Proprio per le omissioni del progetto di massima relativamente alla rilevanza dello Stretto nei processi migratori dell’aviofauna, il Governo italiano è stato messo in mora dall’Unione europea.

   Con nota del 21 ottobre 2005 la Direzione Generale Ambiente della Commissione Europea ha contestato all’Italia di “non avere adottato (…) misure idonee a prevenire il deterioramento degli habitat e le perturbazioni dannose agli uccelli” in riferimento agli impatti su due IBA (International Bird Areas - classificate come 150 - 153 ) e di “non aver correttamente eseguito la valutazione di incidenza” del progetto del Ponte sullo Stretto di Messina, con riguardo alle due Zone di Protezione Speciale di Capo Peloro – Laghi di Ganzirri e del Dorsale di Curcuraci.

  

L’Italia, cioè, è stata “ammonita” per non avere rispettato l’art. 4 paragrafo 4 della “Direttiva Uccelli” (Direttiva 79/409) che impone agli stati membri di attuare tutte le misure atte a prevenire il disturbo e il danno all’avifauna protetta nelle aree individuate per la tutela di queste specie. All’Italia, inoltre, viene contestato di non avere correttamente proceduto alla Valutazione di Incidenza, come previsto dall’art. 6 della Direttiva Habitat (Direttiva 92/43, attuata in Italia con DPR 357/97 e successive modifiche e integrazioni) .  

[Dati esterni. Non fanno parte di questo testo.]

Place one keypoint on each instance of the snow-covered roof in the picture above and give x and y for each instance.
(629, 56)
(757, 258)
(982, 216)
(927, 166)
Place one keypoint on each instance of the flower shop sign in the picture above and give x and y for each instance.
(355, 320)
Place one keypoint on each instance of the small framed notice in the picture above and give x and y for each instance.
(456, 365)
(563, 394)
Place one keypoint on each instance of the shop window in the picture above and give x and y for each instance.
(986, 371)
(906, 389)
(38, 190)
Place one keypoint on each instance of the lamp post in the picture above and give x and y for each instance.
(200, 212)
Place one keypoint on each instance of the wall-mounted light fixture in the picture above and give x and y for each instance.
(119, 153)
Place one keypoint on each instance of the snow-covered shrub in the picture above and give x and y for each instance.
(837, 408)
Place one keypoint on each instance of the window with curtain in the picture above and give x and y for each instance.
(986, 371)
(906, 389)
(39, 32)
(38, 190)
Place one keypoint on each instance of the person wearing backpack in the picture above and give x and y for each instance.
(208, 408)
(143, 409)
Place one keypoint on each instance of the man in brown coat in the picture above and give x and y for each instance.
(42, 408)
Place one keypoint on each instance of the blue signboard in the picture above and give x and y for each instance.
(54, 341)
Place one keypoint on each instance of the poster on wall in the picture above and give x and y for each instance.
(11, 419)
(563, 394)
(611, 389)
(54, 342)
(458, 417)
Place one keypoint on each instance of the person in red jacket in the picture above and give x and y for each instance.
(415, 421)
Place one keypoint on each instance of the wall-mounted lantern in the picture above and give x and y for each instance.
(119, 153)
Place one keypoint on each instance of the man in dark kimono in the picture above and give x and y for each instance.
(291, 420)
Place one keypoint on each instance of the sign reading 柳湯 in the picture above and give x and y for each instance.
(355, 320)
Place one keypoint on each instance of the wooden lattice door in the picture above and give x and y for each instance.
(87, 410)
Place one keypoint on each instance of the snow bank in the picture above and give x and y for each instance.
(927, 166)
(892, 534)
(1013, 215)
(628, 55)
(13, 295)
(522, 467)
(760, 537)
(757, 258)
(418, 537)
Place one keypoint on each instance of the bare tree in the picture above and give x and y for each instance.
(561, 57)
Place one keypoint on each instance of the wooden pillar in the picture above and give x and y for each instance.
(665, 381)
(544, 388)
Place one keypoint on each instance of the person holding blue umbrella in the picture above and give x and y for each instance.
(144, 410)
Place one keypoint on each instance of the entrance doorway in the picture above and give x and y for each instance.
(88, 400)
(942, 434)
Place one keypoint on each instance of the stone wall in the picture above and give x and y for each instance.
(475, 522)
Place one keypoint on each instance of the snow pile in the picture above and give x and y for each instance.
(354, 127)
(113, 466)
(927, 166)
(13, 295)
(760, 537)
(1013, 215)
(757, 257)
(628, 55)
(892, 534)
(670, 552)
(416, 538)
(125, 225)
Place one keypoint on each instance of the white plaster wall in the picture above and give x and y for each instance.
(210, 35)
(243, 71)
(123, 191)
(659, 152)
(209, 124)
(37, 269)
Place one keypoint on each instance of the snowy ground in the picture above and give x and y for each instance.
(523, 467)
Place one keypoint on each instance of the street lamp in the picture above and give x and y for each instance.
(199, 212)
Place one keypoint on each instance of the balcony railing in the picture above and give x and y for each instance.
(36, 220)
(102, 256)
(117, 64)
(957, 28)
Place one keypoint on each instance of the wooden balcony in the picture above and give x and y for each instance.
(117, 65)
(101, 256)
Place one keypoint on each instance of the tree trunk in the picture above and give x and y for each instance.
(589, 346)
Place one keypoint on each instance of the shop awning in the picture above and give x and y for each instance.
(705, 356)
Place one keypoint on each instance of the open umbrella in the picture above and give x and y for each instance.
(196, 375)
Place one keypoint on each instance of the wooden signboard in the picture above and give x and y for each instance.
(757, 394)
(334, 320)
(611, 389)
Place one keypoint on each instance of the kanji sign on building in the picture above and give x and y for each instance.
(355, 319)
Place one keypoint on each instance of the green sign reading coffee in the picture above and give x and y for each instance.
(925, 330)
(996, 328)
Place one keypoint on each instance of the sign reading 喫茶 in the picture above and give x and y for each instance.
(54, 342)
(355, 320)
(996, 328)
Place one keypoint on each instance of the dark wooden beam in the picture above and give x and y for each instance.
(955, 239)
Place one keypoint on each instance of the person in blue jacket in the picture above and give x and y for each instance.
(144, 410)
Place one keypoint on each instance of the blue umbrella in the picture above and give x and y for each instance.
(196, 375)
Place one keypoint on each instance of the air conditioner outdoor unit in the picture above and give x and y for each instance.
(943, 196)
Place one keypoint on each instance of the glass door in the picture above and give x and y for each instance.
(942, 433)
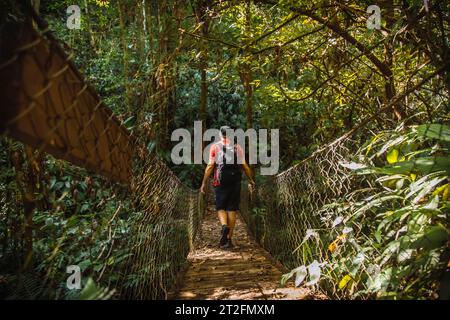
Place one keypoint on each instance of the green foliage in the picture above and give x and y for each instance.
(393, 240)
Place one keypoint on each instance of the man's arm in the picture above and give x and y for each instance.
(209, 169)
(248, 172)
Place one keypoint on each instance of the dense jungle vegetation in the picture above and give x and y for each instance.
(313, 70)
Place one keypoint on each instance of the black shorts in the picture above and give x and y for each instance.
(228, 197)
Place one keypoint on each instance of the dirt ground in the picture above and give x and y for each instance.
(245, 272)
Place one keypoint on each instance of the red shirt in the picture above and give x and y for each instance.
(215, 150)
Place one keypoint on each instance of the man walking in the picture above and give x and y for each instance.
(223, 160)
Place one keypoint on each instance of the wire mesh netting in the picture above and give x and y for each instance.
(47, 105)
(290, 215)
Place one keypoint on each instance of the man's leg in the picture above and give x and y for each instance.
(231, 222)
(223, 218)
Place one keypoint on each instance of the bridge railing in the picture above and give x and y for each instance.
(47, 105)
(291, 214)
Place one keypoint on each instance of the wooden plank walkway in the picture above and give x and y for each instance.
(245, 272)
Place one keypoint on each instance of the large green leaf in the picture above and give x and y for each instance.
(423, 165)
(435, 131)
(434, 237)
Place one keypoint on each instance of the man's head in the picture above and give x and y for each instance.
(223, 131)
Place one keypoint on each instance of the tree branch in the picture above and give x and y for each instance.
(384, 69)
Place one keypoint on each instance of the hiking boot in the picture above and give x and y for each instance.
(228, 245)
(224, 235)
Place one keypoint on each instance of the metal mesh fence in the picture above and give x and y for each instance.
(290, 215)
(47, 105)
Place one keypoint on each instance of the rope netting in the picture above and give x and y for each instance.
(48, 106)
(291, 216)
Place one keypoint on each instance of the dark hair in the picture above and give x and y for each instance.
(223, 130)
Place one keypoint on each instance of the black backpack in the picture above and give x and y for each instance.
(228, 173)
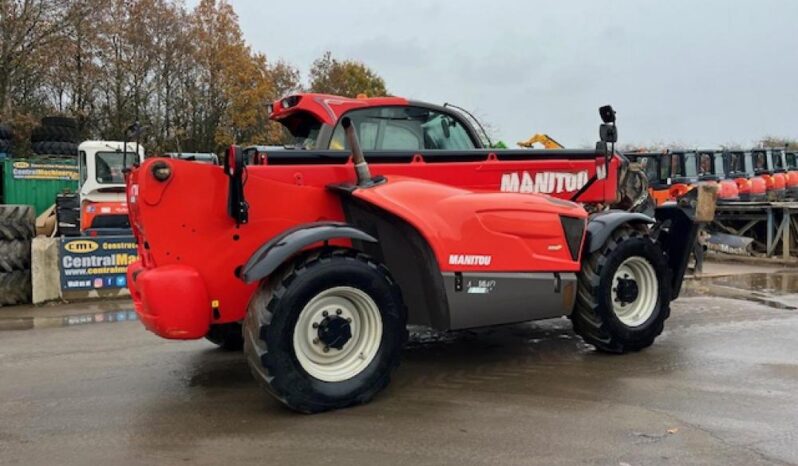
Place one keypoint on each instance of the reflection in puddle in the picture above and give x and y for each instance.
(778, 290)
(99, 318)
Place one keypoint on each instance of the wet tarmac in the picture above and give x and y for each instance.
(719, 387)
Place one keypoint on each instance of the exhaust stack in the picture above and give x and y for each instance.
(361, 167)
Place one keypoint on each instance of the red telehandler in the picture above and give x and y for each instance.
(325, 256)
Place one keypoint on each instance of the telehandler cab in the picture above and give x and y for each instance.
(326, 256)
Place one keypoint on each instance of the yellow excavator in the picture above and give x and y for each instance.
(544, 139)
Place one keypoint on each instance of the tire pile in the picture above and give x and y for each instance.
(6, 137)
(55, 136)
(17, 228)
(67, 214)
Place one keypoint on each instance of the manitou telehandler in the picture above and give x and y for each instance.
(326, 256)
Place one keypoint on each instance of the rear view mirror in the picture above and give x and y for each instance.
(607, 114)
(445, 127)
(608, 133)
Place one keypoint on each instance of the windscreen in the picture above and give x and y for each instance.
(690, 165)
(109, 166)
(404, 128)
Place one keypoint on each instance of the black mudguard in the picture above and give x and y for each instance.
(600, 226)
(274, 253)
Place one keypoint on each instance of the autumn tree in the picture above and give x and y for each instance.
(346, 78)
(187, 75)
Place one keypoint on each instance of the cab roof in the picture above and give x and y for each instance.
(327, 108)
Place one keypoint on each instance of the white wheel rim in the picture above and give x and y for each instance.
(336, 365)
(635, 313)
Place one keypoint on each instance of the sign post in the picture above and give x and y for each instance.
(94, 263)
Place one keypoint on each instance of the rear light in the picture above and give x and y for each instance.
(291, 101)
(574, 229)
(161, 171)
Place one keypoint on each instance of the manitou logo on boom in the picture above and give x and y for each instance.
(469, 259)
(545, 182)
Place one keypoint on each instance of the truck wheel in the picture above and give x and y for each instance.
(15, 287)
(14, 255)
(17, 222)
(326, 332)
(623, 294)
(226, 336)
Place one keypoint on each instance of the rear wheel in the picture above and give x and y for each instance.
(623, 294)
(326, 332)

   “La Commissione, non solo ha negato le pesanti ed evidenti interferenze del progetto sui sistemi naturali di Sicilia e Calabria (tutelati anche dall’Unione europea) - ha dichiarato il WWF Italia - ma ha anche negato il diritto alla partecipazione ed all’accesso alle informazioni ai cittadini ed alle associazioni ambientaliste”. [72]

 

La procedura di infrazione aperta dall’Unione europea per violazioni ambientali in relazione al progetto sul Ponte potrebbe avere come conseguenza diretta il blocco dei finanziamenti europei previsti dal piano comunitario per le grandi opere (tra il 10 e il 20% del costo stimato). Risorse che dovranno pertanto essere “recuperate” attingendo ulteriormente al bilancio dello Stato italiano [73].

 

È opportuno ricordare altresì che oltre alla procedura per la violazione della direttiva “Uccelli”, il 18 ottobre 2005 la Commissione UE ha avviato contro il nostro Paese 11 procedure per violazione delle normative ambientali (tra cui una sulla VIA per le “opere strategiche” ) e, fatto ancor più grave, una procedura per “mancanza di cooperazione con la Commissione” da parte del Governo, con violazione dell’articolo 10 del Trattato, a norma del quale gli Stati membri devono cooperare con la Commissione per consentire a quest’ultima di eseguire i propri compiti.